Another interesting finding was that cancer-screening codes tend to be classified as severe phenotypes by CAESAR even though they were generally considered as mild in the reference standard. The probable cause for this is that screening codes, e.g., ‘screening for malignant neoplasm of respiratory tract’, are generally only assigned by physicians when cancer is one of the differential diagnoses. In this particular situation the screening code, while not an indicator of the disease itself, is indicative of the patient being in an abnormal state with some symptoms of neoplastic presence. Although not diagnoses, screening codes are indicative of a particular manifestation of the patient state, and therefore can be considered as phenotypes. This finding is also an artifact of the EHR, which records the patient state [8], which does not always correlate with the “true” phenotype [5,28].

Importantly, CAESAR may be useful for distinguishing among subtypes of a given phenotype if one of the characteristics of a subtype involves severity. For example, the severity of Gaucher disease subtypes are difficult to capture at the patient-level [40]. This rare phenotype would benefit greatly from study using EHRs where more patient data exists.

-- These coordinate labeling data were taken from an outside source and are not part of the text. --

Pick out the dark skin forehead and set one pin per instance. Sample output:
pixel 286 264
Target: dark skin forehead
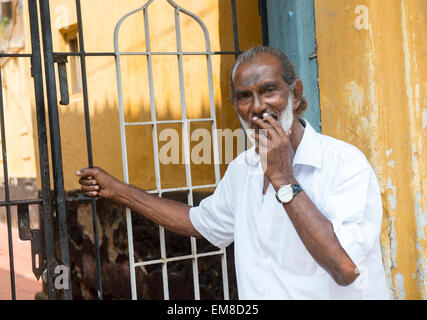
pixel 262 69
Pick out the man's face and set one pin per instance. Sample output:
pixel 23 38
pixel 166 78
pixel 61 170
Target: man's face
pixel 259 88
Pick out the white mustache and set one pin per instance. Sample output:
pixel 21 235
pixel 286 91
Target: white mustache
pixel 286 118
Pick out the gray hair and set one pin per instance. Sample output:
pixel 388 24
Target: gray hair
pixel 288 69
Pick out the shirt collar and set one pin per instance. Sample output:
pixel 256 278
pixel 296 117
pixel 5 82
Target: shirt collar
pixel 309 150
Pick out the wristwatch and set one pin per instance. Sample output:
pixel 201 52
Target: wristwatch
pixel 287 192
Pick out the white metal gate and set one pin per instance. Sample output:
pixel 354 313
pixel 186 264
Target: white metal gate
pixel 189 188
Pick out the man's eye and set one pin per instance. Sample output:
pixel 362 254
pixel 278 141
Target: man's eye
pixel 269 90
pixel 243 96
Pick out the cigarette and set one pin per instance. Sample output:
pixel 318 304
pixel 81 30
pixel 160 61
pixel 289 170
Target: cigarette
pixel 275 117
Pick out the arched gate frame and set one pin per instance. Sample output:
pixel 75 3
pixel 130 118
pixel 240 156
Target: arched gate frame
pixel 45 261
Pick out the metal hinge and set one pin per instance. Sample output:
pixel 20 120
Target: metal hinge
pixel 33 235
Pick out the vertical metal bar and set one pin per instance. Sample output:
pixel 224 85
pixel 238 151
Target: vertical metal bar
pixel 7 195
pixel 124 147
pixel 262 9
pixel 55 136
pixel 237 52
pixel 125 165
pixel 235 29
pixel 156 150
pixel 89 143
pixel 36 67
pixel 186 140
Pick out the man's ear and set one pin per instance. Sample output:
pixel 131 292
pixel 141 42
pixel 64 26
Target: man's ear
pixel 297 94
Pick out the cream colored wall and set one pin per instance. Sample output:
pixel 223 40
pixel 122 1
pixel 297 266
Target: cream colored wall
pixel 17 95
pixel 372 94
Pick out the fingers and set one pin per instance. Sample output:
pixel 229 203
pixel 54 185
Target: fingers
pixel 89 181
pixel 274 124
pixel 263 125
pixel 87 172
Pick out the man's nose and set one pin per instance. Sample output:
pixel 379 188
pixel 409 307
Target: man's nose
pixel 258 106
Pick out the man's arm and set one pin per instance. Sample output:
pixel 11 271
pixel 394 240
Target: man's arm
pixel 313 228
pixel 318 236
pixel 172 215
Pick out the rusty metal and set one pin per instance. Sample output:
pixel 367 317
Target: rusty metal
pixel 32 235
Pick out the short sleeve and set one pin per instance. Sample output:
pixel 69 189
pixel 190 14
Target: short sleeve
pixel 214 217
pixel 354 208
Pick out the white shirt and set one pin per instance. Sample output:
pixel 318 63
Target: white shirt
pixel 271 260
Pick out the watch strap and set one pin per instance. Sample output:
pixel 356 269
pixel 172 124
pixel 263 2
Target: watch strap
pixel 296 188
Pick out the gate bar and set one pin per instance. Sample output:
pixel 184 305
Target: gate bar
pixel 89 143
pixel 156 150
pixel 55 137
pixel 7 194
pixel 36 66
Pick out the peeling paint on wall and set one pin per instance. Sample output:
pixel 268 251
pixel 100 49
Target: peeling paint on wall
pixel 377 74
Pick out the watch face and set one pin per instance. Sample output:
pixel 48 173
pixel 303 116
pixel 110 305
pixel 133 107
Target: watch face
pixel 285 194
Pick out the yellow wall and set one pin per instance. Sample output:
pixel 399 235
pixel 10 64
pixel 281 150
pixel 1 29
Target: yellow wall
pixel 99 21
pixel 17 97
pixel 372 93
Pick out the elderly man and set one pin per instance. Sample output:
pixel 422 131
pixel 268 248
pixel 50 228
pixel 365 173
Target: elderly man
pixel 303 209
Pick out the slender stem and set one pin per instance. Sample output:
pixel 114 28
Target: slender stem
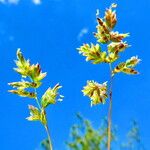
pixel 46 126
pixel 110 110
pixel 36 98
pixel 49 138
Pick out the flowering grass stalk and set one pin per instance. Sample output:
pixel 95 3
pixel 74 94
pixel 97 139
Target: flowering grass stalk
pixel 98 93
pixel 31 80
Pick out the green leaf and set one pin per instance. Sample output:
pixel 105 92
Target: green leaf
pixel 117 47
pixel 24 84
pixel 37 115
pixel 23 93
pixel 50 96
pixel 110 17
pixel 118 37
pixel 96 92
pixel 92 53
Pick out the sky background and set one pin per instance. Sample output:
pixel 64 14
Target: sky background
pixel 49 32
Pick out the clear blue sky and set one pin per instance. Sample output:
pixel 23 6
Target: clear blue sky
pixel 49 33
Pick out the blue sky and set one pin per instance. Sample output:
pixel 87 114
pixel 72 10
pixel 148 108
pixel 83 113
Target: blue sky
pixel 49 32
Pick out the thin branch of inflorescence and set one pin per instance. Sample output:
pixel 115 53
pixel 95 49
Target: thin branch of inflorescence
pixel 110 109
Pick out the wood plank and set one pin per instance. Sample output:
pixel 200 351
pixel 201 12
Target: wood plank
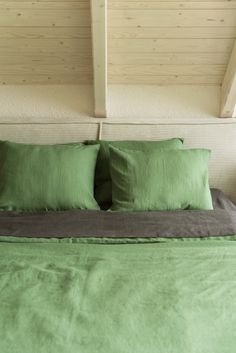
pixel 228 91
pixel 169 32
pixel 168 58
pixel 172 18
pixel 156 5
pixel 99 40
pixel 45 32
pixel 35 60
pixel 6 79
pixel 170 45
pixel 165 70
pixel 165 80
pixel 37 69
pixel 46 5
pixel 48 47
pixel 44 18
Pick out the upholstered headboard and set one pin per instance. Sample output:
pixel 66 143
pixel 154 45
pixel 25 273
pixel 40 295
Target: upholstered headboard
pixel 219 137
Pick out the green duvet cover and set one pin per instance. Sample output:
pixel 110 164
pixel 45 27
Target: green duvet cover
pixel 104 296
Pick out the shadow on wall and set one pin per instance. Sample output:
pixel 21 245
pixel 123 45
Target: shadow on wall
pixel 164 102
pixel 32 103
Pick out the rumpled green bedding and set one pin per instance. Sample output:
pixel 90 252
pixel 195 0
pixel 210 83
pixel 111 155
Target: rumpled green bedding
pixel 106 296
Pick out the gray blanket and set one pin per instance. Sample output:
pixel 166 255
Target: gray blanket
pixel 76 223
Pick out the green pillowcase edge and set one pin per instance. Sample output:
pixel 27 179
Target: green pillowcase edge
pixel 6 144
pixel 103 187
pixel 126 154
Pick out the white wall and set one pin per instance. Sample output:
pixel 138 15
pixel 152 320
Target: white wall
pixel 126 103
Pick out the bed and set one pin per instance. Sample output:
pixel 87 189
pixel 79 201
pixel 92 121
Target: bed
pixel 94 281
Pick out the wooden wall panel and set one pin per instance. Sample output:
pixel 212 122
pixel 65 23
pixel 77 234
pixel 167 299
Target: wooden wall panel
pixel 170 42
pixel 45 42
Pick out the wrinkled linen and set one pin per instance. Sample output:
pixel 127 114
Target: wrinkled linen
pixel 118 294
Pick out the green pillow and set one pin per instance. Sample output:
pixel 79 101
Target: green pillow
pixel 102 172
pixel 42 177
pixel 160 180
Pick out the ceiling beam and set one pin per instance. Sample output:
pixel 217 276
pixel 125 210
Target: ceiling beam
pixel 228 90
pixel 99 44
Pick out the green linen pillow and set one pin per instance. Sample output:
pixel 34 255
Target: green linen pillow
pixel 102 172
pixel 42 177
pixel 160 180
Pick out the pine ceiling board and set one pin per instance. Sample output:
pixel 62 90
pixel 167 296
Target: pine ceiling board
pixel 189 5
pixel 166 80
pixel 38 69
pixel 35 60
pixel 44 17
pixel 172 18
pixel 47 47
pixel 165 70
pixel 168 58
pixel 45 42
pixel 172 32
pixel 6 79
pixel 45 32
pixel 170 45
pixel 49 5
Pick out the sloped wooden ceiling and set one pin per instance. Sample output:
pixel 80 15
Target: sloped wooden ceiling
pixel 45 42
pixel 170 42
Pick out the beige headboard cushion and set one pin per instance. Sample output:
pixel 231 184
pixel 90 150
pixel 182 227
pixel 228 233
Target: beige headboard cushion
pixel 219 137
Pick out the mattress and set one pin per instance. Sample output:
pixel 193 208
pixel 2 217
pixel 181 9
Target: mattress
pixel 87 282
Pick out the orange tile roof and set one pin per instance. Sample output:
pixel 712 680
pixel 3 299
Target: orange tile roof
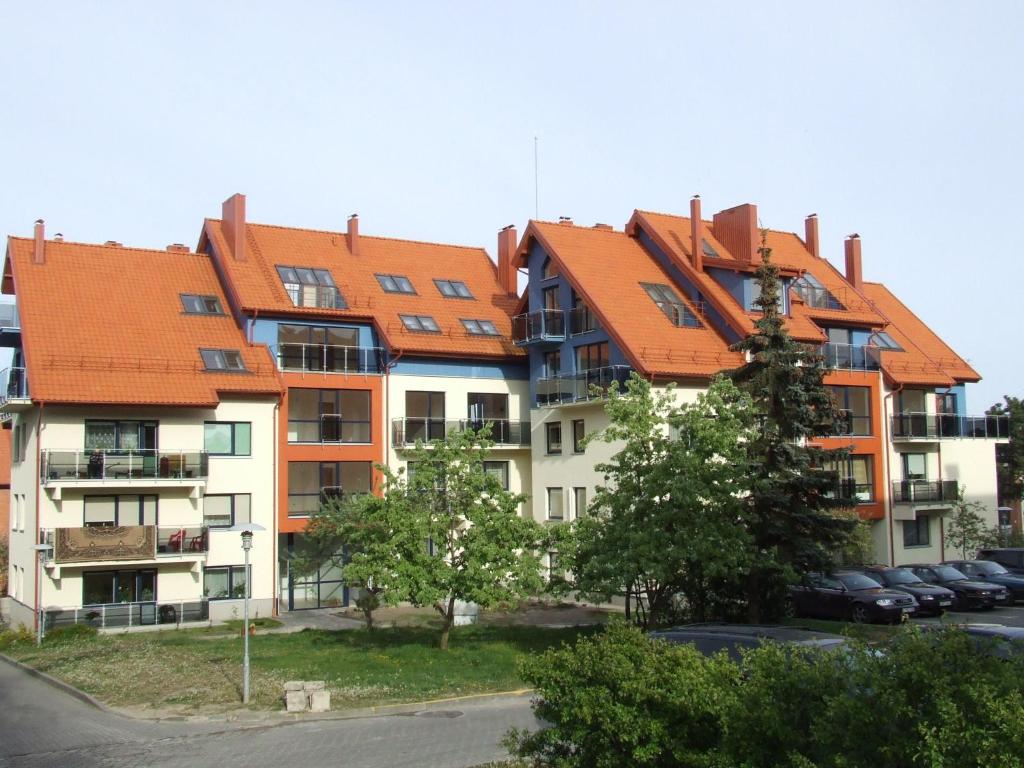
pixel 606 267
pixel 259 288
pixel 104 325
pixel 928 359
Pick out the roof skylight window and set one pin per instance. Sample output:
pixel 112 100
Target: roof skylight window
pixel 671 304
pixel 453 289
pixel 395 284
pixel 420 324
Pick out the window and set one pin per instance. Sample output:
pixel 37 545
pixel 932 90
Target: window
pixel 479 328
pixel 228 437
pixel 591 356
pixel 307 287
pixel 670 303
pixel 226 583
pixel 395 284
pixel 453 289
pixel 224 510
pixel 195 304
pixel 420 323
pixel 553 430
pixel 580 503
pixel 120 510
pixel 579 432
pixel 916 532
pixel 555 504
pixel 499 470
pixel 222 359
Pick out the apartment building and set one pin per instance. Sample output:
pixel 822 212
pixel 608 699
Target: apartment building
pixel 143 425
pixel 666 297
pixel 380 343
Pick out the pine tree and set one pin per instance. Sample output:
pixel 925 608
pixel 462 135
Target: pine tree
pixel 794 496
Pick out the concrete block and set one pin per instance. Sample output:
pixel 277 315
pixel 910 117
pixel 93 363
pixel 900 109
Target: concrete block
pixel 320 700
pixel 295 700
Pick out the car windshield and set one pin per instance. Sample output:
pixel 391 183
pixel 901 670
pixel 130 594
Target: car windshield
pixel 858 582
pixel 948 573
pixel 901 576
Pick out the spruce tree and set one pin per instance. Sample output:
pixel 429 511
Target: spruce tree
pixel 794 497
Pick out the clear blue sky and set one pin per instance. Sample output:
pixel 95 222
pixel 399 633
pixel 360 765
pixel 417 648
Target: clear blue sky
pixel 899 121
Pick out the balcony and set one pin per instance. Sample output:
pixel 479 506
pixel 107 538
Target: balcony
pixel 567 388
pixel 921 426
pixel 541 326
pixel 924 492
pixel 504 433
pixel 851 356
pixel 329 358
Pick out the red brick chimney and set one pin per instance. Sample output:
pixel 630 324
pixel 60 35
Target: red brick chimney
pixel 854 273
pixel 696 233
pixel 353 235
pixel 736 228
pixel 811 235
pixel 508 275
pixel 39 251
pixel 233 219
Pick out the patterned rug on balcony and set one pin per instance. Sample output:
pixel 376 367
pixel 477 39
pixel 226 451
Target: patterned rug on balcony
pixel 105 543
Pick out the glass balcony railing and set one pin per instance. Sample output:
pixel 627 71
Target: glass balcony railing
pixel 503 432
pixel 916 492
pixel 70 466
pixel 329 358
pixel 577 387
pixel 921 426
pixel 539 326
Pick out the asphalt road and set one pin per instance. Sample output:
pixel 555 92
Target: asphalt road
pixel 42 727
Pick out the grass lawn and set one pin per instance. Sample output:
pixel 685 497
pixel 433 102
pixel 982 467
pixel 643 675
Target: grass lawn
pixel 188 671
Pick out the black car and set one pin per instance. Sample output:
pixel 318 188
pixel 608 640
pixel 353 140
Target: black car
pixel 969 594
pixel 849 594
pixel 986 570
pixel 931 598
pixel 711 638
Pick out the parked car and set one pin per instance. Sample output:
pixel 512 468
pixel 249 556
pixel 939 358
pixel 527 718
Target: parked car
pixel 970 594
pixel 849 594
pixel 1012 558
pixel 711 638
pixel 931 598
pixel 987 570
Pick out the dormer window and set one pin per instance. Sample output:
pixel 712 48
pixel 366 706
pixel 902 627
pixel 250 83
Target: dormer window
pixel 395 284
pixel 420 324
pixel 480 328
pixel 670 303
pixel 222 359
pixel 453 289
pixel 195 304
pixel 308 287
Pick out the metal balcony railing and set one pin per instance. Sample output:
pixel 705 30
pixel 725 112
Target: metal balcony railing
pixel 576 387
pixel 915 425
pixel 330 358
pixel 539 326
pixel 915 492
pixel 503 432
pixel 69 466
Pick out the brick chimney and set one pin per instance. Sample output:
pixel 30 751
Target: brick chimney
pixel 352 238
pixel 854 273
pixel 39 250
pixel 233 218
pixel 508 275
pixel 696 233
pixel 736 228
pixel 811 235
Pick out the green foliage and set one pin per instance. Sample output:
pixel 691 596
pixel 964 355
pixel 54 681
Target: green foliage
pixel 793 495
pixel 667 522
pixel 929 699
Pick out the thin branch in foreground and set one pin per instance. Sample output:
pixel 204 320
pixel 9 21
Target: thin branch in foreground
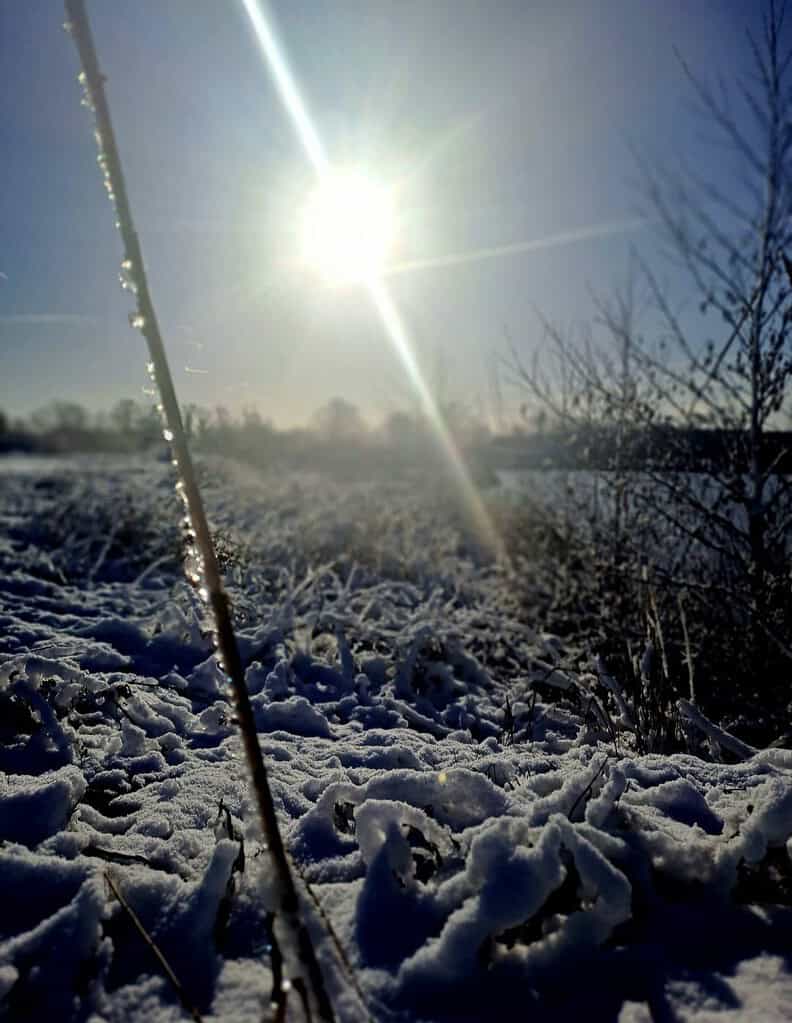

Using CAESAR may help in capturing the phenotype-level severity aspect of this rare phenotype, which would help propel the utility of using EHRs to study rare phenotypes [41] by providing accurate severity-based subtyping.

CAESAR is directly relevant to the efforts of the Observational Health Data Sciences and Informatics consortium (OHDSI), which is a continuation of OMOP. OHDSI is an international network focused on observational studies using EHRs and other health record systems. Their original motivation was to study post-market effects of pharmaceutical drugs [42] based on their pharmaceutical partnerships. To this end, a severity-based list of ranked phenotypes would be beneficial for assessing the relative importance of various post-marketing effects (e.g., nausea is mild, arrhythmia is severe).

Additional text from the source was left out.